Elliott was like a big umbrella, sheltering her from the storm that was threatening their lives.
“I’m sorry,” she blurted as she opened her water.
“For what? This is great.” He didn’t even look up from the cake he was devouring.
“For yesterday. Saying those things about Liam. I’m not as crazy as I sounded, and I know Liam would rather die than hurt Gabi.”
But then, her father had felt the same way about her mother. The reminder from the previous night’s conversation with her father popped unwanted into her head.
He nodded. Which meant what? That he forgave her? That she had sounded crazy? That Liam wouldn’t hurt Gabi?

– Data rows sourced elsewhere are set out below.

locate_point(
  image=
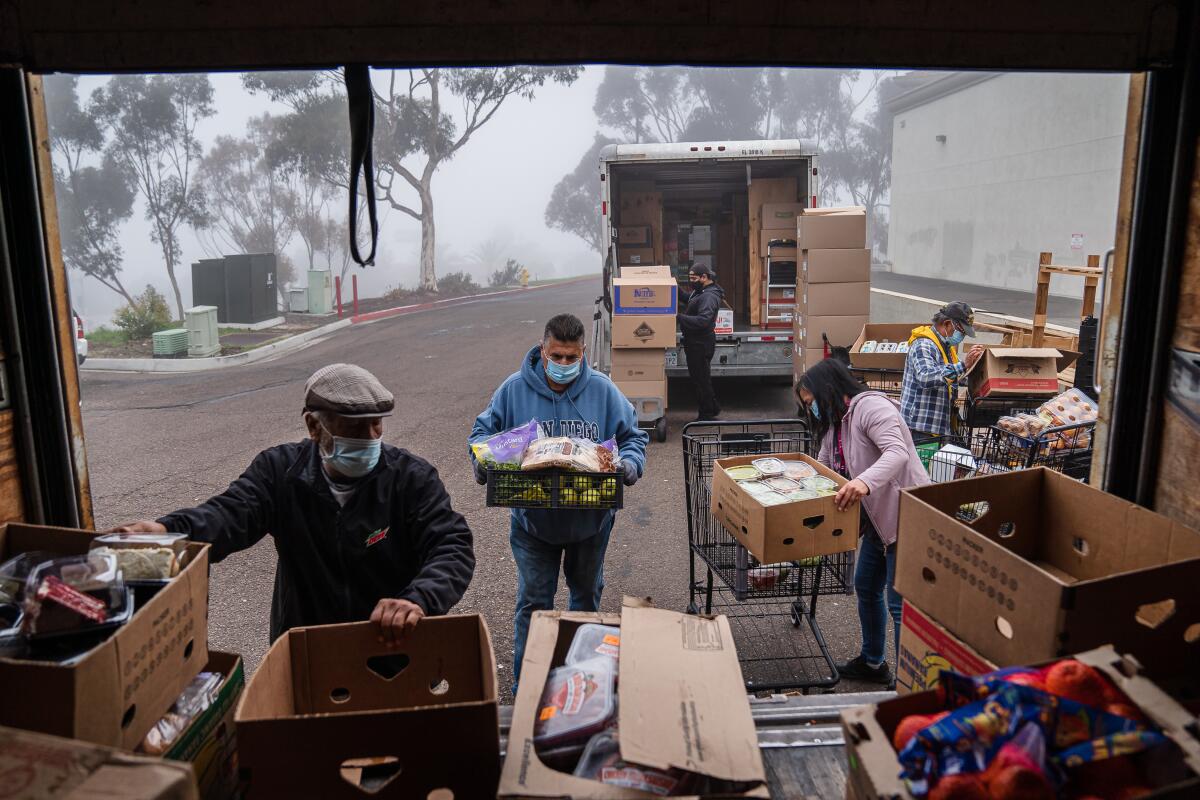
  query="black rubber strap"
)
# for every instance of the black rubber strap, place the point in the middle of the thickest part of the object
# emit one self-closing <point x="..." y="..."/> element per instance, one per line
<point x="361" y="102"/>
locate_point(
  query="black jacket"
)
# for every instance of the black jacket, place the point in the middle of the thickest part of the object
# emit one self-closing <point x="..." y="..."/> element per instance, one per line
<point x="700" y="317"/>
<point x="397" y="535"/>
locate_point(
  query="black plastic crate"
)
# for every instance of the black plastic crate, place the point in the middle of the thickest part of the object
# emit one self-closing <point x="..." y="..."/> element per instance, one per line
<point x="555" y="488"/>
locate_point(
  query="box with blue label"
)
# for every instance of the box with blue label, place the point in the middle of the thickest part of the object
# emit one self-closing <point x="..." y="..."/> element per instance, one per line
<point x="645" y="295"/>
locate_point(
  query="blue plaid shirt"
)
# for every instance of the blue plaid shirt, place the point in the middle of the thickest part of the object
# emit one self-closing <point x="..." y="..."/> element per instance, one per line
<point x="924" y="394"/>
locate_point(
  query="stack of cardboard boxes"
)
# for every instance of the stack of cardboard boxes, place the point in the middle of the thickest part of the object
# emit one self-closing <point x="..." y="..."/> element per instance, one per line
<point x="833" y="284"/>
<point x="645" y="304"/>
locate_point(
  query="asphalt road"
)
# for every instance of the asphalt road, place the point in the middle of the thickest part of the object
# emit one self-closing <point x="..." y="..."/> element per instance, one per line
<point x="162" y="441"/>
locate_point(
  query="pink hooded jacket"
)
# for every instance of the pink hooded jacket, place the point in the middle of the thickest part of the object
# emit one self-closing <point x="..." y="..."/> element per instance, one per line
<point x="879" y="451"/>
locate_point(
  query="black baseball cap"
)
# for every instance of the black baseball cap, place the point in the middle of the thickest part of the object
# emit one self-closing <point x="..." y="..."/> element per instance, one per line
<point x="959" y="313"/>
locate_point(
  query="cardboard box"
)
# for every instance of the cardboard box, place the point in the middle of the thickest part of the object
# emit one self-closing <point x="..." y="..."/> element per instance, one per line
<point x="37" y="767"/>
<point x="646" y="295"/>
<point x="927" y="649"/>
<point x="210" y="743"/>
<point x="787" y="531"/>
<point x="635" y="235"/>
<point x="983" y="579"/>
<point x="643" y="389"/>
<point x="875" y="770"/>
<point x="636" y="256"/>
<point x="639" y="365"/>
<point x="643" y="331"/>
<point x="767" y="236"/>
<point x="781" y="216"/>
<point x="121" y="687"/>
<point x="651" y="271"/>
<point x="1024" y="372"/>
<point x="328" y="703"/>
<point x="838" y="299"/>
<point x="882" y="332"/>
<point x="843" y="331"/>
<point x="832" y="230"/>
<point x="683" y="703"/>
<point x="849" y="265"/>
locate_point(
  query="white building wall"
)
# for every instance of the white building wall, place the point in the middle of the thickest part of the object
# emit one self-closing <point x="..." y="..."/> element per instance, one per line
<point x="1029" y="162"/>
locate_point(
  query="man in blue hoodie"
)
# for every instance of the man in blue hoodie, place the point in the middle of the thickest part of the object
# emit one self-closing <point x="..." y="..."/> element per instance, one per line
<point x="568" y="398"/>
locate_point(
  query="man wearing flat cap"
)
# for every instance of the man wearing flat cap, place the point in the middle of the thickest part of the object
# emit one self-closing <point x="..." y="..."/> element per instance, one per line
<point x="699" y="323"/>
<point x="364" y="530"/>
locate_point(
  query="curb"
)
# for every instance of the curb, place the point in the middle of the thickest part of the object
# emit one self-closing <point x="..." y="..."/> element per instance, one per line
<point x="294" y="342"/>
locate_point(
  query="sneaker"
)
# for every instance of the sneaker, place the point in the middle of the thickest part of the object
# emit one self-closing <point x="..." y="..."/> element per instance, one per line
<point x="858" y="669"/>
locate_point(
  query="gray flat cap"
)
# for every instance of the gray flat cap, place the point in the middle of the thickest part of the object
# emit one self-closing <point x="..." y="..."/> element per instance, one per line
<point x="347" y="390"/>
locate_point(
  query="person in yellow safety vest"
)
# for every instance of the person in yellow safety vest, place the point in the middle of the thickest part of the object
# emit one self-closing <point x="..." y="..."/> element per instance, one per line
<point x="933" y="370"/>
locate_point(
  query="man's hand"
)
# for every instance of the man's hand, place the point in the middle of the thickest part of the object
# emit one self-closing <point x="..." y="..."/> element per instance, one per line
<point x="851" y="493"/>
<point x="396" y="618"/>
<point x="143" y="527"/>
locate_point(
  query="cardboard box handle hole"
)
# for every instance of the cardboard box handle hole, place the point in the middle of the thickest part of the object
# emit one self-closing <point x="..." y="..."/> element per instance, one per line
<point x="1152" y="615"/>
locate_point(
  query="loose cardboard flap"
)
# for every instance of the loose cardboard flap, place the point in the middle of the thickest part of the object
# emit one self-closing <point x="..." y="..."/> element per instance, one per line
<point x="682" y="698"/>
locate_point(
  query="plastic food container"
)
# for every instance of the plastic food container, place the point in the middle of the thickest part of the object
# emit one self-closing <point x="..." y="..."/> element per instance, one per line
<point x="594" y="641"/>
<point x="579" y="702"/>
<point x="768" y="467"/>
<point x="79" y="595"/>
<point x="798" y="470"/>
<point x="744" y="473"/>
<point x="820" y="483"/>
<point x="780" y="483"/>
<point x="601" y="762"/>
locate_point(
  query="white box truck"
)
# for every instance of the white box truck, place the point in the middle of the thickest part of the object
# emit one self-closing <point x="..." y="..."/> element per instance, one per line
<point x="703" y="215"/>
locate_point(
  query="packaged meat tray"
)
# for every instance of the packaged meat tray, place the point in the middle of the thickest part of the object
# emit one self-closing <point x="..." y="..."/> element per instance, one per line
<point x="577" y="702"/>
<point x="594" y="641"/>
<point x="601" y="762"/>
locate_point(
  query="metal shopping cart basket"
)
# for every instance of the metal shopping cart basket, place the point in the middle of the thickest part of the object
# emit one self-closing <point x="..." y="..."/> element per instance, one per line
<point x="772" y="609"/>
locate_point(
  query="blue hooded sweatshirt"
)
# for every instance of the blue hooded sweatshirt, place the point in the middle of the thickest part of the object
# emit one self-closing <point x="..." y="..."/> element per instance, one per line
<point x="591" y="408"/>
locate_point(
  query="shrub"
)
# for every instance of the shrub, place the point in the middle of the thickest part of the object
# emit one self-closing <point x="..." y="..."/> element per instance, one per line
<point x="148" y="313"/>
<point x="508" y="276"/>
<point x="456" y="284"/>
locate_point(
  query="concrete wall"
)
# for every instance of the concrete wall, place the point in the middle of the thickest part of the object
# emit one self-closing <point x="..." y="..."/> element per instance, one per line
<point x="1029" y="160"/>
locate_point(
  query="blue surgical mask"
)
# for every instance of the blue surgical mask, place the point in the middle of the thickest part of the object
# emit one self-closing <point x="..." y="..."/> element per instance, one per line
<point x="353" y="457"/>
<point x="563" y="374"/>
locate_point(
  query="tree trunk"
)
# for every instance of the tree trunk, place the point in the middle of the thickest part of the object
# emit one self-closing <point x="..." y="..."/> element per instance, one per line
<point x="429" y="269"/>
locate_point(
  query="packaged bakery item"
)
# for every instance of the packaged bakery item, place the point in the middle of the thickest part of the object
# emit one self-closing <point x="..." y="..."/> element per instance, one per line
<point x="76" y="595"/>
<point x="195" y="701"/>
<point x="798" y="470"/>
<point x="579" y="701"/>
<point x="744" y="473"/>
<point x="570" y="453"/>
<point x="507" y="449"/>
<point x="601" y="762"/>
<point x="768" y="467"/>
<point x="592" y="641"/>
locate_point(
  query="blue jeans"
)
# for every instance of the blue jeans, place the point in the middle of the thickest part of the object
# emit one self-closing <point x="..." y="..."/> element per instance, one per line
<point x="538" y="564"/>
<point x="874" y="575"/>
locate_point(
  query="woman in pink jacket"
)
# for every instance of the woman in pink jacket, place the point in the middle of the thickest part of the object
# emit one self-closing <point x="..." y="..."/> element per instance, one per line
<point x="864" y="438"/>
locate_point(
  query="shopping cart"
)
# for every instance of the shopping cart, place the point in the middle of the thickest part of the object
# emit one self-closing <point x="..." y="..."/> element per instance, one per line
<point x="772" y="609"/>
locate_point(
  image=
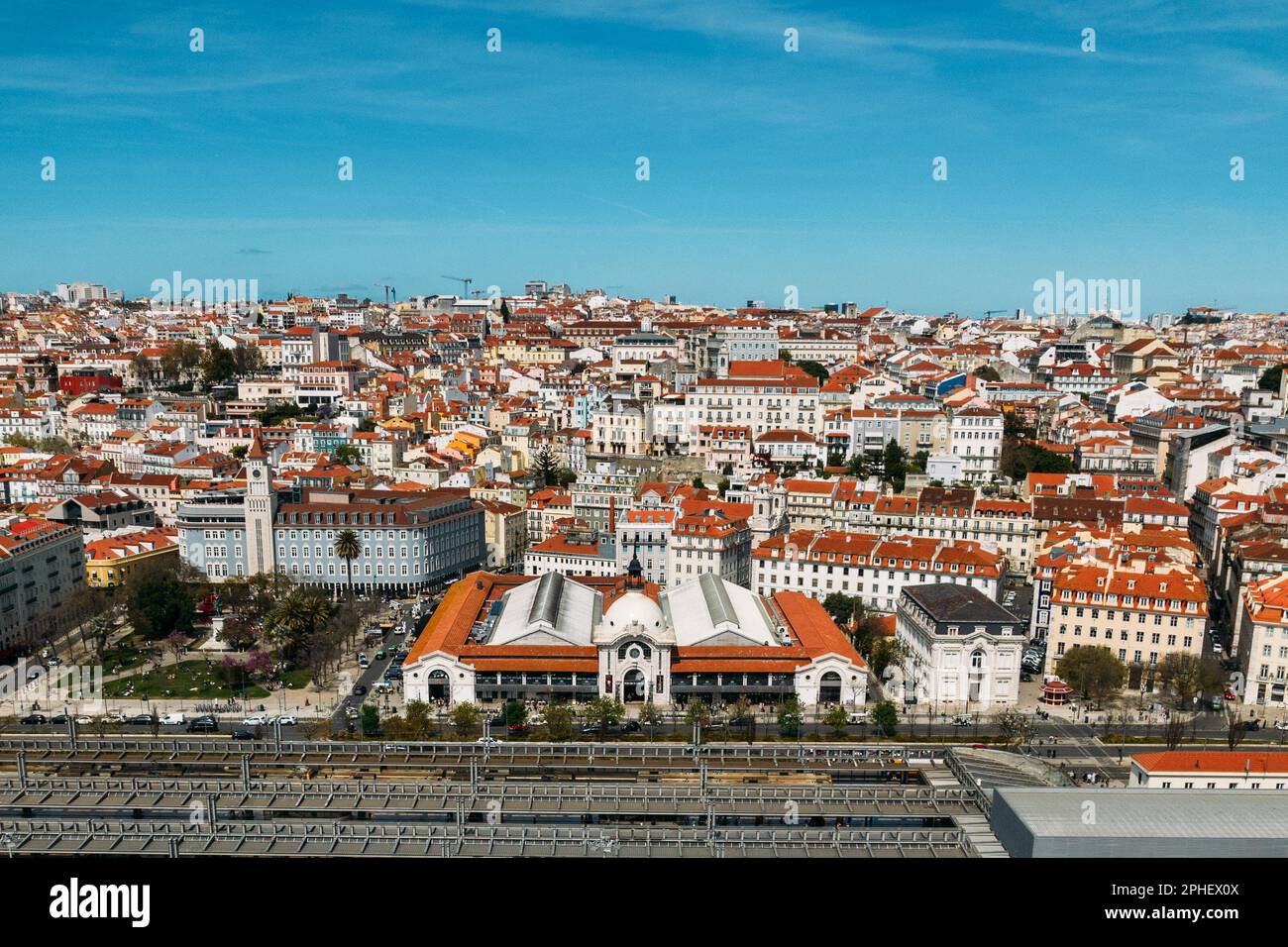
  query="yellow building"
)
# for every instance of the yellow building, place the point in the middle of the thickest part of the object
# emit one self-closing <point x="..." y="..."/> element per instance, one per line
<point x="110" y="561"/>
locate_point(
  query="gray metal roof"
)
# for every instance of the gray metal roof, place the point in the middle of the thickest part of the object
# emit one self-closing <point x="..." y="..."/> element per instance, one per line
<point x="952" y="602"/>
<point x="1144" y="813"/>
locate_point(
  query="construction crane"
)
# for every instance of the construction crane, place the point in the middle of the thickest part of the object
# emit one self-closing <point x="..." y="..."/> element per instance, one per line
<point x="465" y="279"/>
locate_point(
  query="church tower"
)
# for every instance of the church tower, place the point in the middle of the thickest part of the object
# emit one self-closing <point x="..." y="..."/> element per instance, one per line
<point x="261" y="509"/>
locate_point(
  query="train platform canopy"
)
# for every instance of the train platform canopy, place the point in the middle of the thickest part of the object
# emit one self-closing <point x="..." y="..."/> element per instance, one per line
<point x="1140" y="822"/>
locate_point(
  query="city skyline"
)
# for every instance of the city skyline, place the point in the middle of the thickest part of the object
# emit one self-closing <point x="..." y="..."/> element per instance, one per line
<point x="767" y="167"/>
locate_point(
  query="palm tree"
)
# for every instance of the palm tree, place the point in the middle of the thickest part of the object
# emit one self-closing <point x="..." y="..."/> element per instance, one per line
<point x="290" y="626"/>
<point x="348" y="547"/>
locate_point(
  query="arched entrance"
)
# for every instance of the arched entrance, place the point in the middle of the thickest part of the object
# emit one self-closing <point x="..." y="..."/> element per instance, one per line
<point x="829" y="688"/>
<point x="632" y="685"/>
<point x="438" y="685"/>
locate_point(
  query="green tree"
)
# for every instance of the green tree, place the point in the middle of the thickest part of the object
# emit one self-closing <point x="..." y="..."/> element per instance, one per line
<point x="814" y="369"/>
<point x="1018" y="460"/>
<point x="370" y="720"/>
<point x="419" y="720"/>
<point x="1095" y="673"/>
<point x="1014" y="727"/>
<point x="604" y="711"/>
<point x="697" y="712"/>
<point x="347" y="455"/>
<point x="844" y="608"/>
<point x="790" y="716"/>
<point x="745" y="715"/>
<point x="1270" y="379"/>
<point x="836" y="718"/>
<point x="859" y="466"/>
<point x="160" y="603"/>
<point x="465" y="718"/>
<point x="1184" y="677"/>
<point x="219" y="365"/>
<point x="649" y="718"/>
<point x="885" y="718"/>
<point x="559" y="722"/>
<point x="514" y="712"/>
<point x="294" y="622"/>
<point x="885" y="652"/>
<point x="894" y="466"/>
<point x="348" y="547"/>
<point x="545" y="463"/>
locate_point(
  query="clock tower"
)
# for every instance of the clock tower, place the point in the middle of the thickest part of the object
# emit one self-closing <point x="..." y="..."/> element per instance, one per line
<point x="261" y="509"/>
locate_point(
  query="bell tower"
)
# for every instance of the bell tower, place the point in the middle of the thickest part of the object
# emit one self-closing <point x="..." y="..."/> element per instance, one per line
<point x="261" y="509"/>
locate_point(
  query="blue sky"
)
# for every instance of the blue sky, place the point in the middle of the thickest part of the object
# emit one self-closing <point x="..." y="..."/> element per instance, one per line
<point x="768" y="167"/>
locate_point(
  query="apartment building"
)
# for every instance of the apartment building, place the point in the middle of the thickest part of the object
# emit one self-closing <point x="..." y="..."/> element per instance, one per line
<point x="962" y="647"/>
<point x="764" y="395"/>
<point x="871" y="567"/>
<point x="975" y="437"/>
<point x="1263" y="642"/>
<point x="645" y="535"/>
<point x="709" y="539"/>
<point x="1142" y="611"/>
<point x="42" y="567"/>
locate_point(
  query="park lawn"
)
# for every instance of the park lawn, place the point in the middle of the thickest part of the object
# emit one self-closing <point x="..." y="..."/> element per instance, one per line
<point x="123" y="657"/>
<point x="296" y="680"/>
<point x="176" y="682"/>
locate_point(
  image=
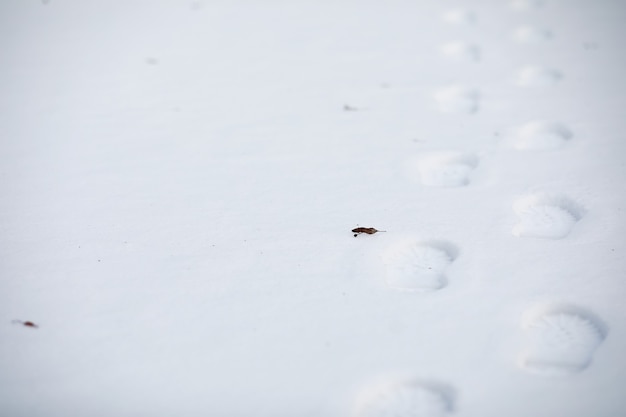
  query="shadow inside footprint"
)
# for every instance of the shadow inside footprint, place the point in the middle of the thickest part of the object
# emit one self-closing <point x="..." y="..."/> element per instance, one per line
<point x="545" y="216"/>
<point x="562" y="341"/>
<point x="406" y="399"/>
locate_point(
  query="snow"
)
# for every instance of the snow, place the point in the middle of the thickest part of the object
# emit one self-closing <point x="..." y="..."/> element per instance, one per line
<point x="180" y="180"/>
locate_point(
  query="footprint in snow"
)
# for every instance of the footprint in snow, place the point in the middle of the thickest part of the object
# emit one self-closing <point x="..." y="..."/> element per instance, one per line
<point x="545" y="216"/>
<point x="562" y="341"/>
<point x="537" y="76"/>
<point x="540" y="135"/>
<point x="458" y="99"/>
<point x="419" y="266"/>
<point x="405" y="399"/>
<point x="445" y="169"/>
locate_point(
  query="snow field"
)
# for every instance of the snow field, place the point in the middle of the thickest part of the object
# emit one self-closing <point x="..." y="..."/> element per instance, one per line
<point x="182" y="179"/>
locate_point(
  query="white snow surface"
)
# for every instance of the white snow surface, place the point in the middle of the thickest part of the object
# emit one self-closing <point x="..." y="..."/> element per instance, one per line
<point x="179" y="181"/>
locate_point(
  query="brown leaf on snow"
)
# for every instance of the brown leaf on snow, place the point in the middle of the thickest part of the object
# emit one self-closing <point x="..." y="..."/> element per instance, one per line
<point x="368" y="230"/>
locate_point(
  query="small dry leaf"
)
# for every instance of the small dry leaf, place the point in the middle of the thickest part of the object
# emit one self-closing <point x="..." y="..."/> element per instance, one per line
<point x="368" y="230"/>
<point x="26" y="323"/>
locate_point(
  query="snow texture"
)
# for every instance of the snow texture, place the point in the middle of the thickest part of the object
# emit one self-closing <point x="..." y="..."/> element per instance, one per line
<point x="180" y="179"/>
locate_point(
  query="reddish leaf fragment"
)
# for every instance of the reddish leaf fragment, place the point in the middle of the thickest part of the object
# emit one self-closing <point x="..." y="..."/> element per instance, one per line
<point x="26" y="323"/>
<point x="368" y="230"/>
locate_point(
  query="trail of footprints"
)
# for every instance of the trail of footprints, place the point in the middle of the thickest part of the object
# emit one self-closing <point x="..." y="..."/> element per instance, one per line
<point x="560" y="340"/>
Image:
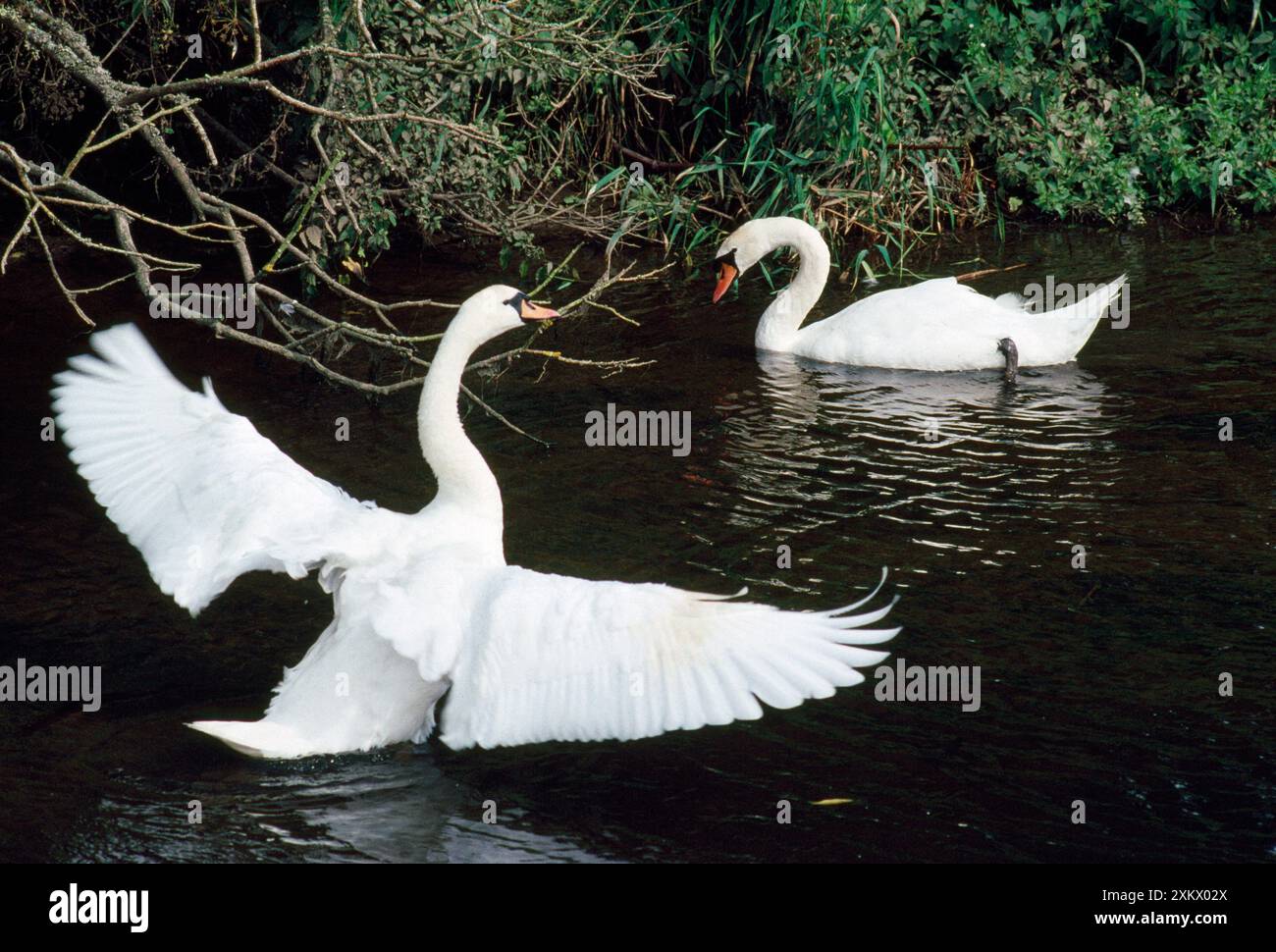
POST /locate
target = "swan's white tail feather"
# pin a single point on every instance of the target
(255, 738)
(1091, 308)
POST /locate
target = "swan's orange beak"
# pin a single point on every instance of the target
(726, 275)
(535, 313)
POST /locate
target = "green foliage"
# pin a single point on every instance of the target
(1097, 110)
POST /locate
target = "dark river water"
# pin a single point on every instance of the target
(1098, 684)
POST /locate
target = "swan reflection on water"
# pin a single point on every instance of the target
(948, 453)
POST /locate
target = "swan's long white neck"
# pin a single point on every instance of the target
(777, 330)
(459, 468)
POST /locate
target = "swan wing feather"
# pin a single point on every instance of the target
(550, 658)
(196, 489)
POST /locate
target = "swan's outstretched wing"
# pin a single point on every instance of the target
(548, 658)
(196, 489)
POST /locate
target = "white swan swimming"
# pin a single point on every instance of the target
(936, 324)
(424, 604)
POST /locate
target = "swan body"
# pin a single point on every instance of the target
(935, 324)
(424, 604)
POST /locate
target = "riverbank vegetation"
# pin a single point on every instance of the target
(301, 138)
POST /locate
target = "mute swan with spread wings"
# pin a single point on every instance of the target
(424, 604)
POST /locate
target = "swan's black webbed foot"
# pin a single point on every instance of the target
(1012, 357)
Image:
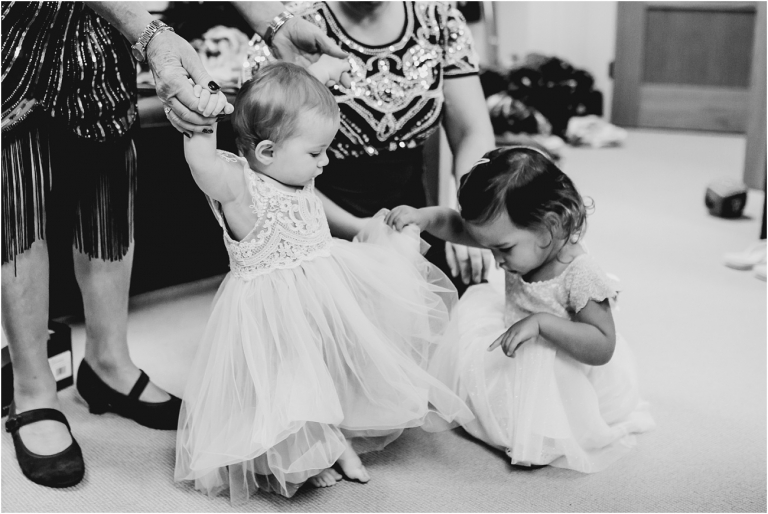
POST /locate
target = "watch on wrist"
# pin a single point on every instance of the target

Or just that the cake was good?
“It’s just...it’s not just what my father did that makes me paranoid,” she heard herself saying. Justifying. As if the only thing that mattered was that he understand her.
Or maybe it was just that sometime over the past three months, she’d fallen into the habit of confiding in him.
Because he was safe. He was licensed to keep people safe.
Chewing, he glanced at her. Took a sip of his coffee.
Elliott was a man of few words. She knew that about him.
Luckily she’d always had an overabundance of them. “I dated a guy almost my entire freshman year of college,” she said. If he knew the whole truth, he’d understand. “Mark Yarnell. He was from Arizona, too. I thought we’d see each other over the summer, said something to him about it, and that’s when I found out that he had a fiancée back home in Phoenix. He wasn’t in love with her and had thought that maybe he’d break up with her and ask me to marry him. But she was a member of his church and he said it was the right thing to do to marry her.”
“Were you in love with him?”
“I don’t know. I know I liked him more than any other guy I’d ever dated.” She’d gone to church with him, too.
“Then there was Jimmy Jones,” she said, taking a sip from her water bottle and glancing up at him at the same time. His body blocked the overhead light, putting a shadow on the table. Shoulders that big, all in black the way they always were, should be somewhat intimidating. But they weren’t.
Nor was the serious look in those dark eyes. The cake was gone. His coffee almost was, too.
“Jimmy Jones?” He asked, his brow raised.
“Gabi and I met him at a rodeo our junior year. He played us against each other. Telling her she was the one he really liked and telling me the same thing. Luckily for us we tell each other everything.”
“And I’m guessing he lived to regret what he’d done,” Elliott said, a grin teasing the corners of his mouth.
“Let’s just say he’ll probably always cringe a bit when a loudspeaker comes on before a show.”
“You got someone to put a message out over the loudspeaker at a rodeo?”